California, Sierra Nevada, Sugar Bowl. On 2 January John G. Hurst (33) and Molly Goodman (26) were making a well known ski tour from Sugar Bowl to Benson Hut, on the slopes of Mt. Anderson. Hurst was on skis and Goodman on snowshoes. One normally starts by climbing to near the top of Mt. Lincoln and traversing south across the east face. The Mt. Lincoln chair lift had been closed for several days, therefore, the Sugar Bowl ski patrol had not been up the mountain to trigger avalanches on dangerous slopes. The wind-slab avalanche was great due to previous heavy snowfall accompanied by high winds. Before the pair started up the mountain they were warned by the Sugar Bowl ski patrol to avoid that slope.

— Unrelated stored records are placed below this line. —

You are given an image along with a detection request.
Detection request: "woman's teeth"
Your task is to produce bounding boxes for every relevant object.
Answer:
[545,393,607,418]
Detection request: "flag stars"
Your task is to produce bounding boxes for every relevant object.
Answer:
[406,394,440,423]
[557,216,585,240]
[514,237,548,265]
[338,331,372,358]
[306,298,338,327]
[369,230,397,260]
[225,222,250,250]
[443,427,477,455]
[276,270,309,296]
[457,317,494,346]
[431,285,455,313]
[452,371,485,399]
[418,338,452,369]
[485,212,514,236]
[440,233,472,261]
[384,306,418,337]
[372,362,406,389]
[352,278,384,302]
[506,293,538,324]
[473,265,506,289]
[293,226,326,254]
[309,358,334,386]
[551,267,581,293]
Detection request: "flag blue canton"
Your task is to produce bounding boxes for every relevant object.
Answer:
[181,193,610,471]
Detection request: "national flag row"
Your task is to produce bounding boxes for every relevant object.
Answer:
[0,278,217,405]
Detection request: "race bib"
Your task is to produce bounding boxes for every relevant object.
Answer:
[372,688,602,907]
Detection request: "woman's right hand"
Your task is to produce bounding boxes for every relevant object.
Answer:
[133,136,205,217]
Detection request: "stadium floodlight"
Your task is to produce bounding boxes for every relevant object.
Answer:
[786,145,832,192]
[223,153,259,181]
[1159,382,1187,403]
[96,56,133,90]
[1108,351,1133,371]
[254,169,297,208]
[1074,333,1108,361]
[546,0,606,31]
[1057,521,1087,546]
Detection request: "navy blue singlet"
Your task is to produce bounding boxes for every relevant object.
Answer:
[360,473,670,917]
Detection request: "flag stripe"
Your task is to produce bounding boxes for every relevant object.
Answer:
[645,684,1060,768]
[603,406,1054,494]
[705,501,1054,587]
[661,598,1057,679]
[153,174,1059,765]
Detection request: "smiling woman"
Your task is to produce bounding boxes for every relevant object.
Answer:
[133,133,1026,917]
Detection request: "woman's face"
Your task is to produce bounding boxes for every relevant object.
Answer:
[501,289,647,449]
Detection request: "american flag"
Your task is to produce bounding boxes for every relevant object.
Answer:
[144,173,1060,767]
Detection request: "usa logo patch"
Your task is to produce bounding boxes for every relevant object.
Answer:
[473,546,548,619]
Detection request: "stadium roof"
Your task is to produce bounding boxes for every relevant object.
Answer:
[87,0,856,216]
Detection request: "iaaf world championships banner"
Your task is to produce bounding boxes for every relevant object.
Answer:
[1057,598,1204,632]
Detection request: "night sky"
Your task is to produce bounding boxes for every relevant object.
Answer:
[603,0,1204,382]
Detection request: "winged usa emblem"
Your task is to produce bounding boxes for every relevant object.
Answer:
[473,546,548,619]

They had the option of crossing south on top of the mountain or going through the trees low on the east face. They cut across the middle of the dangerous slope, 200 feet below the top. The avalanche carried them into the trees. Hurst was half buried and suffered broken ribs. He extricated himself, probed for her body with a ski pole, and then started down for help, sinking in two or three feet at each step. The accident happened at 1:30. Two hours later he reached Sugar Bowl Lodge. At about 5:00 p.m., with Hurst as guide, the first rescue team started up. Miss Goodman’s body was found at 8:30 p.m., buried under eight feet of snow.
Source: Royal Robbins and Clyde Deal.
Analysis: An unfortunate case of misjudgment.